Over the course of the following year, as my college course load began to lighten and I started feeling more comfortable and confident pursuing the things that make me feel alive, I’d saved Syllabus and was determined to begin a new creative project inspired by it: a scrapbook. At least, it started as a scrapbook. The author suggested keeping things like movie tickets, receipts, and boxes with funky designs for the purpose of staying inspired, and something about that spoke to me. I’d kept scrapbooks as a kid, but this was going to be different, because it was going to be whatever I’d want it to be. As well as pasting in random stuff I’d kept from everywhere, I’d intersperse around them my favorite quotes, song lyrics, and anything else I felt like saving. In short, it was something for my hands to do when I was feeling anxious or out of control. And for once, it didn’t have to be perfect.

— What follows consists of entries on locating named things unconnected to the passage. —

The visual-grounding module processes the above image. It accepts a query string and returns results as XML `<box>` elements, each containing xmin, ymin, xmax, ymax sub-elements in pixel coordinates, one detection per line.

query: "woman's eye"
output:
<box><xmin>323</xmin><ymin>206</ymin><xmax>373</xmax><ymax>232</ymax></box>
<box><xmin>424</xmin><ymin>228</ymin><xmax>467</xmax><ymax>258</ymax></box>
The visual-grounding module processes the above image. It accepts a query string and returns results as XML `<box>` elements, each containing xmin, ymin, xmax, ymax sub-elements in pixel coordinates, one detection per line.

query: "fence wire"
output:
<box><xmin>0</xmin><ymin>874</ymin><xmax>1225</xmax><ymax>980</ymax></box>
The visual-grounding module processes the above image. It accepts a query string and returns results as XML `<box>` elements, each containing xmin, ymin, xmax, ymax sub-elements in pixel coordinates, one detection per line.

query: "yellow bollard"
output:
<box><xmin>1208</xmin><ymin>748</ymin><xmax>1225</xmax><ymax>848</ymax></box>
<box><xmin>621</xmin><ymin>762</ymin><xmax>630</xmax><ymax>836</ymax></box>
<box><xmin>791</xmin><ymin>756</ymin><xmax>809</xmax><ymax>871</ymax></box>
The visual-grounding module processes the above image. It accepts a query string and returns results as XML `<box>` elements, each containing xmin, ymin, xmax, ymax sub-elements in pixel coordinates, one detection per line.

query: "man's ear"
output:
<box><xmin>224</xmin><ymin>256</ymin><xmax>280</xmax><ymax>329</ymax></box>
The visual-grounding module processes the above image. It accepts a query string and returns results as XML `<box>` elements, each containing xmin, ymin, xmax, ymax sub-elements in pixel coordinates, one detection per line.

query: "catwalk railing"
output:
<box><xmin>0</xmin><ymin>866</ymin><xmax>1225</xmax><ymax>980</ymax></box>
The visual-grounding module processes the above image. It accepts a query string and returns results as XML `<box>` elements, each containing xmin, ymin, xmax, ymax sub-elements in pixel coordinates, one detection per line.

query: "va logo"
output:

But what started as a scrapbook soon became much more: I began relying on it for emotional support, and although I’ve never written down my own thoughts or observations in it, my scrapbook had become a makeshift journal. The only thing I can compare it to is when Paris Geller on Gilmore Girls refers to her crafts table as “emotional homework.” Through the quotes and song lyrics I’d wanted to save, I was able to decipher exactly what I’d been feeling but couldn’t articulate. Journaling in its traditional definition had always required so much effort from me, but this came more naturally than anything I’d ever done before. Which was a good thing, because although I had begun to start unraveling my anxiety, perfectionism, and intrusive thoughts, I had yet to fully come to terms with my obsessive-compulsive disorder (OCD).

Starting university the following year was when everything really hit the fan, sending me into a prolonged depressive episode. It was then that my scrapbook really saved me, providing me an outlet I’d never had before where I could express what I was thinking and feeling through the words of others. It was also then when I started to learn that almost everything a human being can feel has been felt before (except for an unprecedented pandemic, but that’s a different story), and if you just look hard enough, you’ll find someone dead or alive who knows exactly what you’re going through and will be there to help.

The last year has proved to be a difficult time for both me and my scrapbook. (Second scrapbook, actually, and I’m just about ready to begin a third.) Our current global health crisis has obviously forced so much more excessive worry into our everyday lives, and as someone with an anxiety disorder, it has not been an enjoyable ride. The isolation and loneliness brought about by quarantines and lockdowns suddenly started making it difficult for me, a self-proclaimed professional introvert, to spend too much time alone, and as result I did not work on my scrapbook for the better part of seven months. But what I once thought of as time lost I now see as just time away—I was busy surviving a pandemic, which can obviously halt creativity—because when I did open it up and begin adding to it again, everything within its pages still made sense. No matter what messes life decides to make, my scrapbook is there. It’s my mess, and I’m proud of it.

In addition to Syllabus, Jenny Lawson’s You Are Here: An Owner’s Manual for Dangerous Minds was fundamental in helping me through that first period of depression, where I was learning for the first time that sometimes being messy is better than being perfect. “There is a place inside my head filled with the stacks of books I’ve read and the songs I’ve heard and the memories that make me who I am,” she wrote. “It is a refuge and a sanctuary where I keep safe the people I’ve loved. It is forever a cluttered mess. But it’s my mess, and I’m okay with that.”